Русская Доктрина - Кобяков Андрей Борисович (книги бесплатно без .txt) 📗
В этой мысли не все точно и корректно в деталях, но она верна в целом, и ее оптимизм – блистателен. Мы могли бы добавить к ней, что в еще большем историческом масштабе русская нация всегда “прислонялась” к соседним цивилизациям и через этот контакт с более мощными, чем наша собственная, еще не вполне зрелая Культура, черпала новые способы саморазвития и самозащиты. В совсем еще детском возрасте русская нация приняла опекающее влияние византийской Культуры, “византизм” стал нашим культурным прародителем. Однако уже очень рано русская нация была вынуждена “прислониться” и к монгольской политической практике, которая привила русским свойство лавинообразного континентального сознания (“евразийство”). В схватке с мощной цивилизацией Западной Европы русская нация была вынуждена прибегнуть к выравниванию своей инфраструктуры по западным образцам и пошла на значительные заимствования генерального технологического кода протестантского севера Европы (“европеизация”). Наконец, в результате связанного с предыдущим процессом все большего и большего втягивания России в мировую систему, в неравную игру, затеянную постпротестантской Европой, русская нация дала свой очередной асимметричный ответ – аккумулировав не навязываемую схему “углубленной модернизации по-европейски”, а схему европейской же революционной альтернативы (“индустриальный социализм”). Во всех этих случаях можно говорить о своеобразных смешанных типах Большой Культуры, о соединении весьма противоречивых способов культурной реализации.
Сегодня, в эпоху безвременья, отсутствия большого проекта и, следовательно, большого стиля Культуры, Россия находится на пороге нового решения. Есть ли у нее выбор? Мы приходим к выводу, что принципиального выбора у России нет, она обречена на “единственно верное” решение, поскольку неверное решение означает историческую гибель. Сегодня наша культурная традиция уже гораздо богаче, чем в эпоху “византизма” и “монгольского ига”, она значительно более зрелая, чем в эпохи “петровской европеизации” и “революционной индустриализации”. Однако это не означает, что мы можем двигаться в будущее как абсолютно автономный мир. Исторические тяготения России в XXI веке будут, вероятно, уже не культурным влиянием (как в случае с Византией или протестантским миром), не прививкой (как в случае с социалистической идеологией), но культурным симбиозом равноценных традиций.
Русские евразийцы предугадали эту тенденцию, указав на предстоящую переориентацию России с Запада на Восток.

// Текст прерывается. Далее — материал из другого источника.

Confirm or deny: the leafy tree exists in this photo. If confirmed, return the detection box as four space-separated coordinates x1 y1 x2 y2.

С “перевариванием” марксизма Россия уже исчерпала потенциал культурной подпитки с Запада. Постиндустриализм для нас означает не отождествление русской Культуры с постмодерным “информационным обществом”, а выход на новый большой стиль, который будет чем-то напоминать сталинский большой стиль – будет его усиленным фазовым повтором, хотя и с другим качественным содержанием.
В плане культурных взаимопроникновений формирующегося нового стиля видится более слабое, чем ранее по отношению к Византии или Западу, тяготение к восточному культурному миру. Перед русской Культурой будущего стоит задача выстроить максимально ровный полумесяц взаимодействия, в который вписались бы исламский мир, Индия, Китай и Япония. Нельзя допустить ни односторонней “китаизации” русского сверхмодерна, ни его чрезмерной “исламизации”. Большой стиль России должен соединить в себе малые культурные стили: православно-конфуцианского хозяйствования, офицерско-самурайской чести и доблести, христианско-исламского эсхатологизма, русско-индийского гуманитарного самосознания.

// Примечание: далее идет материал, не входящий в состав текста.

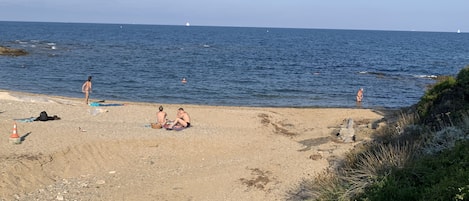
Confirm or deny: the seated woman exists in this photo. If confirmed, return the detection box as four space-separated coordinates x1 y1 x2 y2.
168 108 191 129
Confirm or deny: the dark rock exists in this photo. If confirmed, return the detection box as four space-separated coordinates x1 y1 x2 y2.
0 46 28 56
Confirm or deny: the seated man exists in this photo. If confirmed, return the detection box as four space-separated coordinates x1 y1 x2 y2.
170 108 191 129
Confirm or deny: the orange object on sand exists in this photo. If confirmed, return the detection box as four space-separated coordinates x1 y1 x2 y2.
10 122 20 138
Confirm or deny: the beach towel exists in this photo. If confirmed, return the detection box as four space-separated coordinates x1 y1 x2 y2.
90 102 125 107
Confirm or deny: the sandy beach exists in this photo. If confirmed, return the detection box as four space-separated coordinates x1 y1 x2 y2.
0 91 387 200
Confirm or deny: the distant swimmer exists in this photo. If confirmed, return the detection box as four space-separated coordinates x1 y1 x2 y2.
81 76 91 105
357 88 363 102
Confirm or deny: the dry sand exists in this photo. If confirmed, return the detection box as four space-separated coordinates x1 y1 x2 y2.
0 91 385 200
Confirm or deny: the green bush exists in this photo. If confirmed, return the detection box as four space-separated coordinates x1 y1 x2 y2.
357 141 469 201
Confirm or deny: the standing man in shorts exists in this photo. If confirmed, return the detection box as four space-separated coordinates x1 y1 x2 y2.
81 76 92 105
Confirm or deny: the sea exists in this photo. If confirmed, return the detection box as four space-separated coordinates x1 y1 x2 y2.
0 21 469 109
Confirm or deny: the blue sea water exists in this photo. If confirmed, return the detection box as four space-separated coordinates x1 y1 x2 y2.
0 22 469 108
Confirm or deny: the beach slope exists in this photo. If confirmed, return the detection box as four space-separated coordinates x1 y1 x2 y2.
0 91 385 200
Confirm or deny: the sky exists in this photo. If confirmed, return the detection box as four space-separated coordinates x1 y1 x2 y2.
0 0 469 32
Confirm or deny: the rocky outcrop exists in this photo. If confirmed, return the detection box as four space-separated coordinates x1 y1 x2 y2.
0 46 28 56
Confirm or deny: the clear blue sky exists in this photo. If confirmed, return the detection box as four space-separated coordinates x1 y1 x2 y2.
0 0 469 32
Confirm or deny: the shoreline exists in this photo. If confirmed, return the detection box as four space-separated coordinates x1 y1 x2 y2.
0 90 392 200
0 89 402 111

Постиндустриализм для нас означает не отождествление русской Культуры с постмодерным “информационным обществом”, а выход на новый большой стиль, который будет чем-то напоминать сталинский большой стиль – будет его усиленным фазовым повтором, хотя и с другим качественным содержанием.

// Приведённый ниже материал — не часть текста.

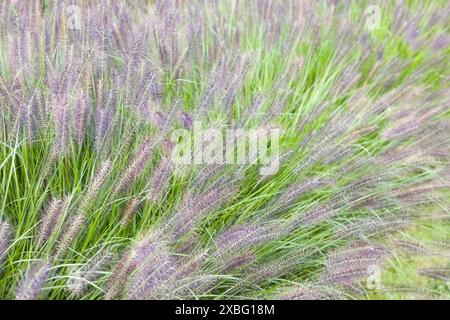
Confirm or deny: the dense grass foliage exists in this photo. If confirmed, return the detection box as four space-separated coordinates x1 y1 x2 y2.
0 0 450 299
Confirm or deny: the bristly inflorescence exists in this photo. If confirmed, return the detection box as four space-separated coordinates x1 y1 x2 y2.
0 0 450 300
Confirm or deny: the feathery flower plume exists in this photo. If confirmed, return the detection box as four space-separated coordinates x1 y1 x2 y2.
278 285 345 300
77 160 111 215
0 221 12 265
120 197 140 228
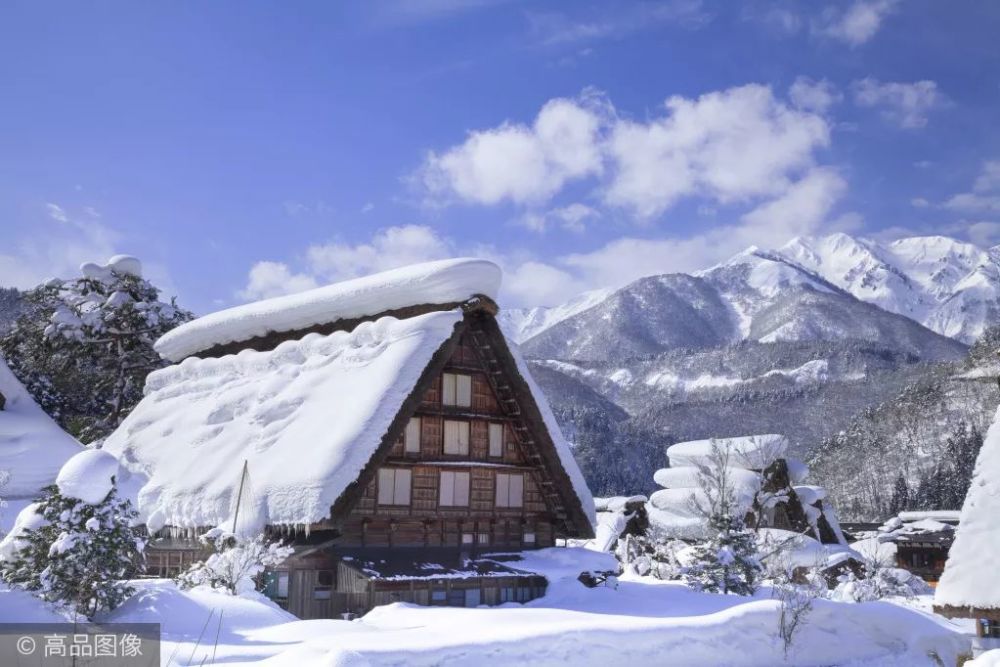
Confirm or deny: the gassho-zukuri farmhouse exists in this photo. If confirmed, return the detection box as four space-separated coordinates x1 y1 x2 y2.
104 259 595 618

Это движение к конвергенции с великими традициями наших континентальных соседей даст новое прочтение нашей Культуре с заглавной буквы – то есть нашей сверхнациональной миссии, даст и новое дыхание нашей культуре со строчной буквы – театрам, музеям, филармониям, литературным журналам, которым станет понятно, зачем они “едят свой хлеб”, в каком пространстве и какой сюжет они осуществляют.
2. “Обнуление” традиции
В XX веке Россия пережила целую эпоху беспощадной войны Культуры с Традицией. Властный класс, ослепленный идеей революционного переустройства мира, “сведения небес на землю” через построение рукотворного общества всеобщего благоденствия (на деле, конечно, иллюзорного), не останавливался перед прямым разрушением и искоренением духовного уклада народа – как христианского, так и исламского, и даже многих мирских культурных форм. В 20-е годы большевики попытались разложить институты традиционной веры, в 30-е годы, не добившись поставленной задачи, задумали через репрессии раздавить и сломить самих верующих. Но и это не удалось. Сталин во время войны пришел к необходимости некоторого ослабления гонений на православие – Церкви вернули часть ее прав и возможностей. Однако с уходом из жизни Сталина начинается еще один, не менее ужасный этап: изведение “внутренних источников веры” у новых поколений. Предпосылки этого изведения закладывались и раньше, однако несколько смягчались влиянием на молодежь их отцов и матерей. Для поколения послевоенного роль хранительниц веры выполняли уже только бабушки (более слабое воспитательное воздействие).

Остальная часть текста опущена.